Sabine ­Oberpriller, 28, findet es richtig, Angehörige zu pflegen. Aber wenn das zur Selbst­aufgabe führt, und wenn junge Erwachsene danach nur noch schwer in ihr eigenes Leben finden, kann es auch unfair sein.

Jeder Mensch braucht sogenannte Glücksinseln: Orte oder Tätigkeiten. Julika bezeichnet das Haus ihrer Großeltern eher als Rettungsinsel. Die Oma war der Ruhepol, ihre Umarmungen machten Hoffnung, sie kochte mittags. Die Tür war immer offen. Wenn nötig, zauberte sie einen Cappuccino zur Stärkung. Nach Partys schlief Julika im Gästebett. Wenn alles zu viel wurde, ließ sie sich in einen der tiefen Sessel im Wohnraum sinken. Im anderen saß der Opa. Oft sagte er gar nicht viel, las in der Zeitung. Opa, der ihr mit seiner sortierten Art Halt gab.

"Ich habe mich so dreckig gefühlt"

Irgendwann nahm die Überforderung überhand. Die Mutter war auch hartnäckig. Wenn sie etwas wollte, rums­te sie mit dem Rollstuhl so lange gegen die Tür, bis sie es bekam. Wenn sie nachts um Hilfe rief, weil etwas verrutschte oder ihr Kopf seitlich weggesackt war, schrie Julika irgendwann mal zurück: „Lass mich in Ruhe. Ich will schlafen.“ Auch der Vater schrie, packte sie manchmal fest. Die Intimpflege der Mutter lastete auf Julika. „Ich hab mich so dreckig gefühlt“, sagt sie.

Hätten sie früher erkennen müssen, dass sie mit ihrer Kraft am Ende waren? Aber wer schiebt denn den liebsten Menschen ab? Letztlich entschied die Mutter. Um Diskussionen zu vermeiden, suchte sie heimlich ein Heim aus und ließ sich vom Onkel hinbringen.

Besuch im Pflegeheim Junge Pflege im Casino in Wetzlar. Dort hatte die Mutter die letzten Jahre verbracht. Die Wände sind in freundlichen Farben gehalten, von der ­Kantine her duftet es nach Kaffee. Im Flur entdeckt ­Julika einen beachtlichen Benjamini, sie befühlt seine Blätter: „Der stand schon früher da.“ Sie zittert. Für sie ist der Besuch so etwas wie eine Probe und auch ein Abschluss. Acht Jahre ist der Tod der Mutter her. Danach war sie nur einmal kurz da, um die Sachen abzuholen. Doris kommt herbeigestürzt, eine Pflegerin, schmal, mit festem Händedruck und erfahrener, energischer Stimme.

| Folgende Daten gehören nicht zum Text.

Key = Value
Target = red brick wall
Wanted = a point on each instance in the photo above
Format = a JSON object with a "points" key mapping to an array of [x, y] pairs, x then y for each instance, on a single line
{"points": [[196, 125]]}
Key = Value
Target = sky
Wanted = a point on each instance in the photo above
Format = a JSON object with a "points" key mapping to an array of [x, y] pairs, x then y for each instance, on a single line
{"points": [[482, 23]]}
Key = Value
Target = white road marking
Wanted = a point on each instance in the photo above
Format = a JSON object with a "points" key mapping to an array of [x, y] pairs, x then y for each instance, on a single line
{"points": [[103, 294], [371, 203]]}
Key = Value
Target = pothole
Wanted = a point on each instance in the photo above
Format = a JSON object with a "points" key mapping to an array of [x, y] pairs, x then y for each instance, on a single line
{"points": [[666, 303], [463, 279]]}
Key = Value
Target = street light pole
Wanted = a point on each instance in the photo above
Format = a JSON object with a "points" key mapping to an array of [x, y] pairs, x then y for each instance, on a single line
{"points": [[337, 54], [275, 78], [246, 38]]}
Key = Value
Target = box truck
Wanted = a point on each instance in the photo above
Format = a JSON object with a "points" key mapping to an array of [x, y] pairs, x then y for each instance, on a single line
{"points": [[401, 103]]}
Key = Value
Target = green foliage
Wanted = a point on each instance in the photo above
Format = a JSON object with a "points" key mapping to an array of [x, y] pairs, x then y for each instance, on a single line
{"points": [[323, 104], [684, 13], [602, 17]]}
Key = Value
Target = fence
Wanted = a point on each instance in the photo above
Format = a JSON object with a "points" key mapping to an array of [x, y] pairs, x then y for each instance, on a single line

Im Pflegeheim ist ihre Mutter die verrückte Nudel

Erinnerungen. An die lebenslustige Frau, die immer Radio hörte und deswegen über alles Bescheid wusste. Die mit ihrem Rollstuhl durch die Gänge sauste und ihn rasant millimeterbreit an Hindernissen vorbeibugsierte. „Julikas Mutter hat nie gehadert“, sagt Doris anerkennend. „Sie ist immer offen auf alle zugegangen.“ Sie berichtet von denjenigen Bewohnern, die noch da sind, und dass sie ihnen von Julikas Besuch erzählt hat. Dass viele sich gerne an die Mutter erinnern. „Das war eine, mit der konnte man vernünftig reden!“, habe einer gesagt. Die Worte tun Julika gut. Als am Eck ein neues Café aufmachte, das war schon ganz am Ende, hat die Mutter immer gesagt: „Da müssen wir hin auf einen Cocktail.“ „Geht nicht“ gabs nicht für sie. Julika muss lächeln. Ihre Mutter, die verrückte Nudel, an die will sie sich gerne erinnern.

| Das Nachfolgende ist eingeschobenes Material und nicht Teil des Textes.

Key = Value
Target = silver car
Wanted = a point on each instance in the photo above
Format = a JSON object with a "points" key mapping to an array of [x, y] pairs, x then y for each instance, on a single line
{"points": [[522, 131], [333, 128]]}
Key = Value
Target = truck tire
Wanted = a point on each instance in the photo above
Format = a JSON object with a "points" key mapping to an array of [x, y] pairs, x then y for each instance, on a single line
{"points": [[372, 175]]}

Kann es ein gutes Ende geben? Innerhalb weniger Jahre 
endet Schlag auf Schlag Julikas Familienleben, wie sie es kannte. Der erste Schock: Der Vater erkrankte an Hautkrebs und starb in kürzester Zeit, zwölf Jahre ist das her. Die Mutter starb zwei Jahre später an einer Lungenentzündung, da war Julika 25. Bald nach der Mutter starb die Oma.

Jeder reagiert anders. Aber alle, die jung gepflegt ­haben, müssen sich erst mal finden und neu orientieren, wissen Studien. Sie müssen damit zurechtkommen, dass der geliebte Mensch fehlt, dass die Belastung plötzlich weg ist, dass sie Verantwortung nur noch für sich haben, dass aber auch plötzlich das fehlt, was die Tage strukturiert hat. Alle begleitet die Erfahrung ein Leben lang. Julika will ein ganz normales Leben, friedlich, familiär, wie im Lübeckurlaub, wie am ehesten noch an Weihnachten, das sie ganz allein zu dritt gefeiert haben, mit Besuch des Krippenspiels, mit verschlossenem Wohnzimmer und Baum.

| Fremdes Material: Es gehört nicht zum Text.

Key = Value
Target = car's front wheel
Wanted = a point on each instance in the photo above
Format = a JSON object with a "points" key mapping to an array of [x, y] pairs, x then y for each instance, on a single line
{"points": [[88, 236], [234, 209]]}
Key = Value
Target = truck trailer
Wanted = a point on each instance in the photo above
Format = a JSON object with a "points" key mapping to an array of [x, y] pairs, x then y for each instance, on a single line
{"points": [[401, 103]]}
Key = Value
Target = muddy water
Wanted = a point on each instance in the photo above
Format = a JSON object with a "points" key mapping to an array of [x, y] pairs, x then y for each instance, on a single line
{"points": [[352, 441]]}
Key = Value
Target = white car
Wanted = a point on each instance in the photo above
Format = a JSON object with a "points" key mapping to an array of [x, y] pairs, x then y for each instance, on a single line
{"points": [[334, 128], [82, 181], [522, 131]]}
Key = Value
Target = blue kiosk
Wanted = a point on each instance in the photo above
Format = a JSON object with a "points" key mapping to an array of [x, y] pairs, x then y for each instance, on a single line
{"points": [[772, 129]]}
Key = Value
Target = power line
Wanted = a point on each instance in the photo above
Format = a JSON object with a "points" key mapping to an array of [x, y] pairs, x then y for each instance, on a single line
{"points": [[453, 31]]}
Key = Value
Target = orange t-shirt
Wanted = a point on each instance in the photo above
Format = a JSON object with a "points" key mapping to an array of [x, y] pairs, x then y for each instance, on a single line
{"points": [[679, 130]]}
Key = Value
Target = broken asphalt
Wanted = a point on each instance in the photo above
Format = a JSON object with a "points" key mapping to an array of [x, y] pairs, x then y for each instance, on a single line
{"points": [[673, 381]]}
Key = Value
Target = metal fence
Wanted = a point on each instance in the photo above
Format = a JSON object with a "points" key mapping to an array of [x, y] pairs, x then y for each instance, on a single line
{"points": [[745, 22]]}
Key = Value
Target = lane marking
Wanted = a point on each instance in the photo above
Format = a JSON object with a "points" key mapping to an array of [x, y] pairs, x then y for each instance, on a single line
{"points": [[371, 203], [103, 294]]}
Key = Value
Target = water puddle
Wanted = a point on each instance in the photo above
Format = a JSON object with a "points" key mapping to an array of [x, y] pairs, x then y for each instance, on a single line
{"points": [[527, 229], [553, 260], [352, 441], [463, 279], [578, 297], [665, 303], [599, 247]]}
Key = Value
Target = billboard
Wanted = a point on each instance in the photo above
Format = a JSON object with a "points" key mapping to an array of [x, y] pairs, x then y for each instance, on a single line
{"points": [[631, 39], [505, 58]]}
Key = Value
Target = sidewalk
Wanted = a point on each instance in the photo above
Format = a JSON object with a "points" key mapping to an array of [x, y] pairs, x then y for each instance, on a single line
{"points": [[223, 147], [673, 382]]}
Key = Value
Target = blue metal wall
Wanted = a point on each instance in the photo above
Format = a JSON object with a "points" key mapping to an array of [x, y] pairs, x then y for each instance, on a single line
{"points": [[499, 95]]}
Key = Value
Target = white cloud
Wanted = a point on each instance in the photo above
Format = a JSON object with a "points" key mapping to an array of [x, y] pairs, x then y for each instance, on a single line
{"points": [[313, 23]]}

Mit Anfang 30 nochmal neu anfangen

Sie übertreibt es: Sie wollte die normalste, häuslichste Beziehung der Welt, eine Wohnung nach Katalog, eine normale Ehe. Die scheiterte, und damit ihr ganzes Lebenskonzept. Julika brach zusammen, bat Freunde, sie ins Krankenhaus zu fahren. Sie brauchte Zeit für sich. In einer Therapieeinrichtung entdeckte sie neue Fähigkeiten: Gestalten, Werken. Hobbys, die sie nie hatte. Und sie versuchte, ihr Leben zu verstehen. Es kollidiert mit den Anforderungen der Leistungsgesellschaft: Mit Anfang dreißig fängt man nicht noch mal neu an. Da ist man schon etwas.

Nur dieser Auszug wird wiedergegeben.